Harry Kyle is an Irish soldier who has recently concluded a 6-month UN Peacekeeping mission in the Lebanon. Married with two young children, Harry left his home 6 months ago in an attempt to escape the increasing tensions of his marriage, and generate some extra finance.
On his arrival home, Harry finds that while his financial worries have eased, his marriage worries have increased. Constantly bickering with his wife, snappy with his children, and under the growing threat of alcoholism, Harry must also contend with a more insidious and powerful force: the horrific sights of the Lebanon which have become indelibly etched on his fragile mind.
'After Kafra', the second novel from Irish army member Martin Malone, is one of those books that can be aptly described as a 'quiet triumph'. The first half is quite stirring in its depiction of an ostensibly steely young man in the throes of post traumatic stress disorder.
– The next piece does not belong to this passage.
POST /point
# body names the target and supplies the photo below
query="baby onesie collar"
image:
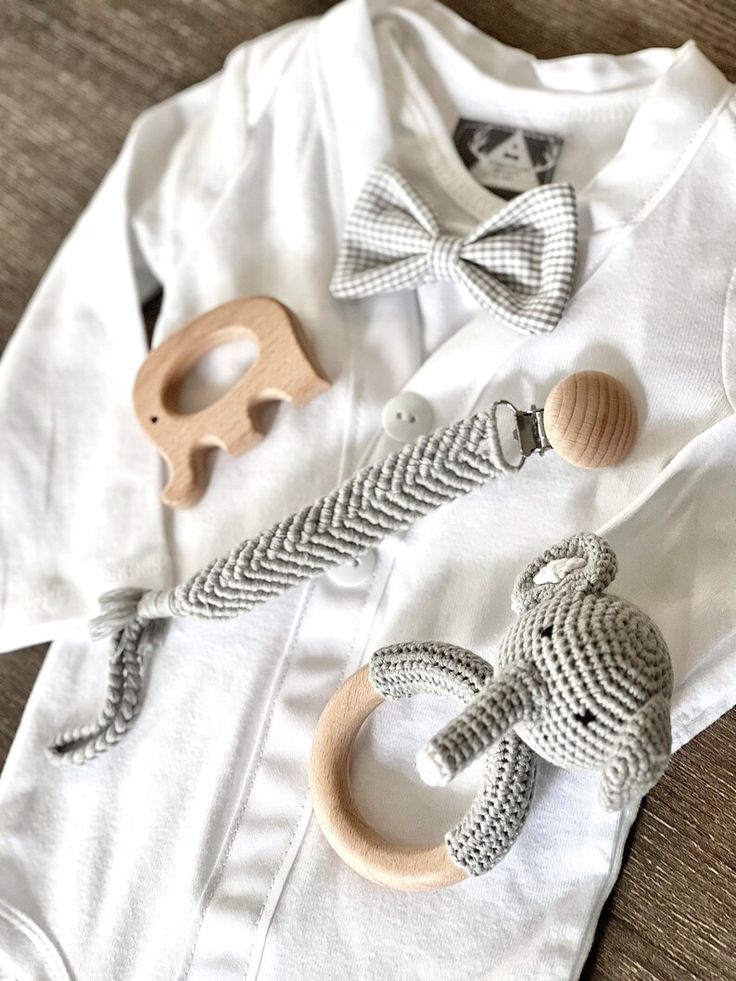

Less convincing, however, is the character of June, Harry's wife. While the portrayal of Harry is consistent throughout the novel, June's character suffers in the pacing of the second half. Giving nothing of the plot away, a transition takes place in June's character, and while it could be argued that the transition is integral to the book's success, it seems a little too contrived to go unchecked. Harry's segues into analysis of his Lebanon experience are also a moot point – tending to isolate rather than incorporate the reader.
'After Kafra' is a fine read that is generally well written, well paced and well judged. And while some may find the subject matter immediately alienating, it is a book which ultimately rewards the patience of the reader.